Khaitan makes the case for moderated parliamentarism as a sub-type of what he calls ‘semi-parliamentarism’ — where the political executive must enjoy the confidence of one (and only one) chamber of a bicameral legislature to remain in power. The moderated version of this regime-type is driven by having the two chambers chosen by different electoral systems: a lower confidence and opposition chamber elected on a majoritarian basis, and a checking and appointing chamber elected on a proportional basis.  

The kind of electoral system to be used is moderated as well: in moderated parliamentarism, the majoritarian ballot gives voters more power than a straight plurality or ‘first-past-the-post’ ballot by giving them the options to rank or cumulate their vote, a process which Khaitan calls “dividual”. The electoral systems literature going back to at least Rae (1967) makes a similar distinction between ‘ordinal and 'categorical' ballot structures. 

This proposal also speaks to major debates taking place today in the United States and elsewhere on the benefits of either approval voting (seldom used in practice) or “ranked choice” voting, which has been used for over 100 years in Australia. By eliciting more information from voters at election time and offering greater nuance in political choices, such ballots allow voters to express their gradation of opinion between candidates or parties, rather than just selecting a single categorical choice, as in a first-past-the-post contest. This system has recently been adopted for future Congressional and Presidential elections in two US states (Maine and Alaska). 

Khaitan’s proposal balances this highly majoritarian lower house model (which requires winners to gain an absolute majority of the vote, either outright of after the distribution of preferences) with for a proportional electoral system in his upper checking and appointing chamber, albeit with a “reasonably demanding threshold”.  

In this, once again, it is impossible to miss the empirical reality that he is advocating something very like Australia’s bicameral federal parliamentary system, which combines two equally powerful chambers, one elected by majority formula and the other by proportional representation.
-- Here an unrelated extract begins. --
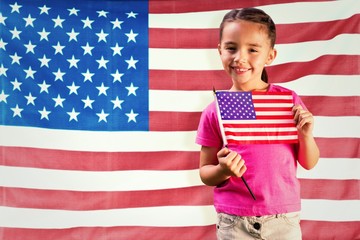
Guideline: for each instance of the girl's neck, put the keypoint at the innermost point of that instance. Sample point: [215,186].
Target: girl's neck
[261,87]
This has meant that contentious legislation does indeed need to be negotiated carefully to make it through the upper house, and many proposals founder under the “checking” role of the Senate.   

Other aspects of the Australian system which are congruent with Khaitan’s deductive preferences include:

  • joint parliamentary committees formed between each house of Parliament;  

  • a small number of large, aggregative political parties who compete for government in the lower house, and a larger number of smaller ones who gain representation in the Senate; and  

  • the use of preferential, ranked-choice ballots combined with a ‘ticket vote’ option for the upper house electoral system, making its elections essentially a contest between political parties rather than candidates.  

Indeed, as I have argued in a paper Khaitan cites several times (Reilly 2018), Australia may — by good luck rather than good management — have alighted on an unusually stable political system which combines multiple representative mechanisms and centripetal incentives, creating a self-reinforcing and centrist dynamic between political parties, elections and parties. If so, Khaitan deserves credit for fashioning a normative model which both draws on and builds on this unlikely hybrid model of moderated parliamentary democracy. 

Benjamin Reilly is Professor of Political Science and International Relations at the University of Western Australia.